By Jeff Mason and David Brunnstrom
UNITED NATIONS (Reuters) – U.S. President Donald Trump said on Monday he expected a second summit with North Korean leader Kim Jong Un to be announced “pretty soon” but that the location had yet to be determined.
Trump, during a meeting with South Korean President Moon Jae-in at the United Nations, said: “Chairman Kim has been really very open and terrific, frankly. I think he wants to see something happen.”
Moon met with Kim for a third time last week. He said brought Trump a personal message from the North Korean leader saying he was hoping to meet with the U.S. president again soon.
Trump and Kim met for an unprecedented summit on June 12, and Trump has been keen on a second meeting, even though some U.S. officials and most analysts say Pyongyang has yet to show it is prepared to give up a nuclear arsenal that threatens the United States.
U.S. Secretary of State Mike Pompeo told a news briefing earlier on Monday he hoped to travel back to North Korea before the end of the year to make final preparations for a second summit, which he said he was “confident” would happen.
“I expect I’ll be traveling to Pyongyang before too long,” he said.
Asked if that would be before the end of the year, he replied: “Yes.
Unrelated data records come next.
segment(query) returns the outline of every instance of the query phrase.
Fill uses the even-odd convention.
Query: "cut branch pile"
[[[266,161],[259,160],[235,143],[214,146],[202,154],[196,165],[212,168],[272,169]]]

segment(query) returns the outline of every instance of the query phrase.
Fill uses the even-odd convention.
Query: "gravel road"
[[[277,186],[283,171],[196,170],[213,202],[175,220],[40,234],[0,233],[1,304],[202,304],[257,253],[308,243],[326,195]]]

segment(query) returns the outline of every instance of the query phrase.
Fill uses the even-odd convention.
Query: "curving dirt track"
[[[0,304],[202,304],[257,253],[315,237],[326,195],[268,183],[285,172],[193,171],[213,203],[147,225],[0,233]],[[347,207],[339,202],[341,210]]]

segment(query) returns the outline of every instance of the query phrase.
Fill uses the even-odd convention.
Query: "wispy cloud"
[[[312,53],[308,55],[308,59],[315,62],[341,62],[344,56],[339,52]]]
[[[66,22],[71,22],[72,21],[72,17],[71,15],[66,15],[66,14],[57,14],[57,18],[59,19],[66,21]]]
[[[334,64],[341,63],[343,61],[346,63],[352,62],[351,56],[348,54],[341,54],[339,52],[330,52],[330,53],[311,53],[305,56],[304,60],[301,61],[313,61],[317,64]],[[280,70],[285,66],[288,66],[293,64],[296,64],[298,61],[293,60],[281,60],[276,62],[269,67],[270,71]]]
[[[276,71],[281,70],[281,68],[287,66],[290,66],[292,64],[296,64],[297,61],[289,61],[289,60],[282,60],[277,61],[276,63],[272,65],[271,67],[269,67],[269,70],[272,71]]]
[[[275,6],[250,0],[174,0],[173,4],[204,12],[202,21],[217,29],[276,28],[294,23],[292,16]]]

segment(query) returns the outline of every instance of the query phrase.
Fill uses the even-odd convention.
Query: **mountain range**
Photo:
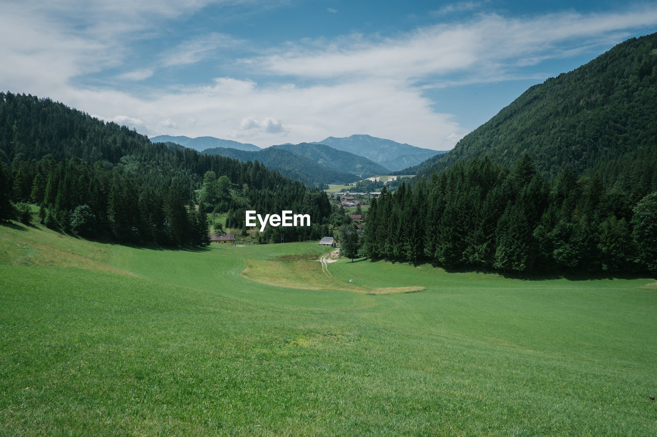
[[[578,174],[597,171],[607,182],[624,174],[618,183],[628,189],[657,186],[656,102],[653,33],[531,87],[449,153],[403,171],[428,178],[477,157],[512,165],[527,153],[545,175],[569,167]]]
[[[170,135],[158,135],[157,136],[151,138],[150,140],[153,142],[173,142],[199,152],[215,147],[225,147],[248,152],[257,152],[261,150],[260,147],[255,144],[238,142],[232,140],[222,140],[214,136],[189,138],[189,136],[171,136]]]
[[[325,183],[350,184],[361,178],[355,175],[346,173],[346,170],[340,171],[329,169],[309,157],[279,147],[268,147],[258,152],[215,147],[206,149],[202,153],[225,156],[242,162],[258,161],[270,170],[278,171],[283,176],[311,186]]]
[[[313,144],[325,144],[338,150],[364,156],[392,171],[417,165],[432,156],[445,152],[423,149],[370,135],[351,135],[345,138],[329,136]]]
[[[213,136],[193,138],[159,135],[150,140],[240,160],[258,159],[282,175],[315,185],[321,182],[345,184],[373,175],[387,174],[419,164],[437,154],[446,153],[362,135],[345,138],[329,136],[319,142],[288,143],[262,149],[254,144]],[[269,150],[272,148],[290,153]],[[237,153],[236,150],[248,153]],[[300,159],[300,156],[306,159]]]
Lord willing, I’ll be traveling before the end of the year.”
Pompeo said he was optimistic that Kim would deliver on his pledge to denuclearize, but this would take time.
“We’re bringing the two senior leaders, the individuals who can actually make the decisions that will move this process forward, bring them together so we can continue to make progress towards what the U.N. Security Council has demanded and what Chairman Kim has promised he would do.
“That’s the effort. There remains work to be done. There will be some time before we get to complete denuclearization for sure.”
At last week’s meeting with Moon, Kim promised to dismantle a missile site and also a nuclear complex – if the United States took “corresponding action.”
However, while appearing to set a positive tone, the commitments fell far short of Washington’s demands for a complete inventory of North Korea’s weapons programs and irreversible steps toward denuclearization.
The mood though is sharply changed from that at last year’s U.N. General Assembly, when Trump threatened to “totally destroy” North Korea and mocked the North Korean leader as “Rocket Man” on a “suicide mission.”
North Korea’s representative to the meeting, Foreign Minister Ri Yong Ho, responded to Trump’s U.N. remarks last year by calling them “the sound of a dog barking” and warning that North Korea could detonate a hydrogen bomb over the Pacific.
Pompeo has proposed a meeting with Ri at the General Assembly this week. U.S. ambassador to the United Nations Nikki Haley said last week the two had agreed to meet but said the meeting could take place later.